La demande s’effectue via la Déclaration Sociale Nominative (DSN) événementielle, à transmettre dans les cinq jours suivant la connaissance de l’arrêt. L’employeur indique la date de début de subrogation (début de l’arrêt) et la date de fin, qui correspond au terme de l’obligation de maintien de salaire et non à la date de fin de l’arrêt.
L’impact sur la fiche de paie
Avec subrogation, la fiche de paie fait apparaître le salaire brut complet, déduction faite des jours d’absence, plus le montant des IJSS remboursées par la CPAM en revenus de remplacement non soumis à cotisations, plus le complément employeur.
Sans subrogation, le bulletin indique uniquement la retenue pour les jours d’absence et le complément versé par l’employeur. Les IJSS sont versées directement au salarié par la CPAM et n’apparaissent pas sur le document.

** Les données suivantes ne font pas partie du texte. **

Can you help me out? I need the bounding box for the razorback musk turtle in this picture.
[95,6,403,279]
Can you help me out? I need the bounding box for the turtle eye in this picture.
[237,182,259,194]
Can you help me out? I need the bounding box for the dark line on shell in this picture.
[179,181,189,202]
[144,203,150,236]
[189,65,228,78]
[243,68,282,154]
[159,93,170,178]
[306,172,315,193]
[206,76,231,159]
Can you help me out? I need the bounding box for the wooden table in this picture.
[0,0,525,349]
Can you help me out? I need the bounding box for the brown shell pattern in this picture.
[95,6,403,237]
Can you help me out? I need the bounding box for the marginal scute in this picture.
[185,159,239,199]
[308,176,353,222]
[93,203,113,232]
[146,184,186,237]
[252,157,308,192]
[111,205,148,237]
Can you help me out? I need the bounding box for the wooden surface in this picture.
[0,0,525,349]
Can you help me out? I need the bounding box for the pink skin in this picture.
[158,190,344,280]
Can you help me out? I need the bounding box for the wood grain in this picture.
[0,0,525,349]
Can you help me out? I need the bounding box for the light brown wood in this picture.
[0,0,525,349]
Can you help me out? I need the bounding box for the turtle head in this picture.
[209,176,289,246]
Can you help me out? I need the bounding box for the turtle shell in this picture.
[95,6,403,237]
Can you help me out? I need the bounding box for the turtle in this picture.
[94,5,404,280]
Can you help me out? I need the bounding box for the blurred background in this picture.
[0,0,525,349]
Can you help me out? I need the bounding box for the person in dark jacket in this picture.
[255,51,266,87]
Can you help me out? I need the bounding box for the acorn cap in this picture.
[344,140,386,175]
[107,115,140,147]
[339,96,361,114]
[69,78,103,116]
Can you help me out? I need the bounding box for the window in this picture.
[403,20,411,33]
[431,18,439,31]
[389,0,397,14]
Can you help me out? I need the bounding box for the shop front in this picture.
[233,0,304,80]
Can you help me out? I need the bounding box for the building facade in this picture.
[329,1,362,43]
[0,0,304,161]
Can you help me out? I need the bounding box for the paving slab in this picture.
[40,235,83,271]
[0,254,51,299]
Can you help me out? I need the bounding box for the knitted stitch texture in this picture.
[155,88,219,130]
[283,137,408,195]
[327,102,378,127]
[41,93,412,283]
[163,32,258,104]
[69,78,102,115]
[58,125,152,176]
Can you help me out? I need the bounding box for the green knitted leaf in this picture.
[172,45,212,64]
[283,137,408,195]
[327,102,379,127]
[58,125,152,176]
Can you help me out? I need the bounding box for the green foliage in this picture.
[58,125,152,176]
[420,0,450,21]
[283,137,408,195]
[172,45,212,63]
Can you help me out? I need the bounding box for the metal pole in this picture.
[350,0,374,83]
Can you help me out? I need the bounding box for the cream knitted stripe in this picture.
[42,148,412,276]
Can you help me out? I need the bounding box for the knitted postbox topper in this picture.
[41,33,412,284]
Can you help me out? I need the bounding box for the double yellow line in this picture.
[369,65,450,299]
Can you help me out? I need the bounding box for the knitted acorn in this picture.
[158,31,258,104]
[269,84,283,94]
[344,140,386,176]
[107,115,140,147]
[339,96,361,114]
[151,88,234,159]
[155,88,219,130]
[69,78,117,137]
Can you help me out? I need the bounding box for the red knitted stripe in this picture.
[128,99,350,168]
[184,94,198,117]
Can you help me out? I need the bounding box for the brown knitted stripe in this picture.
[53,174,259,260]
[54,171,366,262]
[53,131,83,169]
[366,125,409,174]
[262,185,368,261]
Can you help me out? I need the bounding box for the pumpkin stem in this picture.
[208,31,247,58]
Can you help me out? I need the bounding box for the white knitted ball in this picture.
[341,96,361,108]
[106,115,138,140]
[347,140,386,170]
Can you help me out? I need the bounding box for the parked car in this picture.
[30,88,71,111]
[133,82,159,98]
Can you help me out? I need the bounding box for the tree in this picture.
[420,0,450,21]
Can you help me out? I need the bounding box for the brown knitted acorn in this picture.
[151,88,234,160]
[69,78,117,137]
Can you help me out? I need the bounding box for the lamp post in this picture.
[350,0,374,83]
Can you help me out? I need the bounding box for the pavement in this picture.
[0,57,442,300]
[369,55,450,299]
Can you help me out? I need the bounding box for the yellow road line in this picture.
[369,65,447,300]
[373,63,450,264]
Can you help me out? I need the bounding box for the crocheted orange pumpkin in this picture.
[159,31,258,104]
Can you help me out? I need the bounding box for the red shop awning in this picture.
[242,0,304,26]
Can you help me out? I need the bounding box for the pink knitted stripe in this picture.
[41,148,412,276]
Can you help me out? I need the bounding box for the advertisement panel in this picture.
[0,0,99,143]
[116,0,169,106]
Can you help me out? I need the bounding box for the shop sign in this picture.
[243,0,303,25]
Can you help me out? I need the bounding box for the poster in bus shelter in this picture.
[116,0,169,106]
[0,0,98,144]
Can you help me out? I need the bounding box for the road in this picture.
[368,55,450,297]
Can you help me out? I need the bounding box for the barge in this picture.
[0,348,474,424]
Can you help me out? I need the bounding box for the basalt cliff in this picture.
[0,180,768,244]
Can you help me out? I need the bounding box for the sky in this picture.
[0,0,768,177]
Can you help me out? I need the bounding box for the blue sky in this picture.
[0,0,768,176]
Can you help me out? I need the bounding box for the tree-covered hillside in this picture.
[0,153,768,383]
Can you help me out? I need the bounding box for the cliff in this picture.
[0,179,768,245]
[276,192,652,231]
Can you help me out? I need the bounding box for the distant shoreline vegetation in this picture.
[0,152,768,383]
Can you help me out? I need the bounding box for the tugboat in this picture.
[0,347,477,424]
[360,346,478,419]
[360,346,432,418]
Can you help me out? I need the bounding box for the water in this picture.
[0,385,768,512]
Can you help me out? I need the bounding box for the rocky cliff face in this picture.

Bon à savoir : LS Compta, cabinet d’expertise comptable du groupe Legalstart, accompagne les employeurs dans le traitement des arrêts de travail en paie : calcul du complément, paramétrage de la subrogation en DSN et vérification de la conformité avec la convention collective applicable.
FAQ
L’employeur peut-il refuser le maintien de salaire si l’arrêt n’est pas envoyé dans les 48 heures ?
Oui. Le respect du délai de 48 heures est une condition légale d’accès au complément patronal. Si le salarié n’envoie pas son certificat médical à temps, l’employeur n’a pas l’obligation de verser l’indemnité complémentaire. La convention collective peut cependant prévoir des conditions plus souples : vérifiez toujours le texte applicable.
Un salarié en CDD a-t-il droit au maintien de salaire ?
Oui, sous réserve de remplir les mêmes conditions qu’un salarié en CDI : un an d’ancienneté dans l’entreprise, certificat médical transmis dans les 48 heures et prise en charge par la Sécurité sociale. La forme du contrat ne modifie pas les droits légaux au maintien.
Un salarié en arrêt-maladie continue-t-il d’acquérir des congés payés ?
Depuis la loi du 22 avril 2024, les salariés en arrêt pour maladie non-professionnelle acquièrent 2 jours de congés payés ouvrables par mois, dans la limite de 24 jours par période de référence. En cas d’accident du travail ou de maladie professionnelle, l’acquisition est intégrale, sans limitation de durée.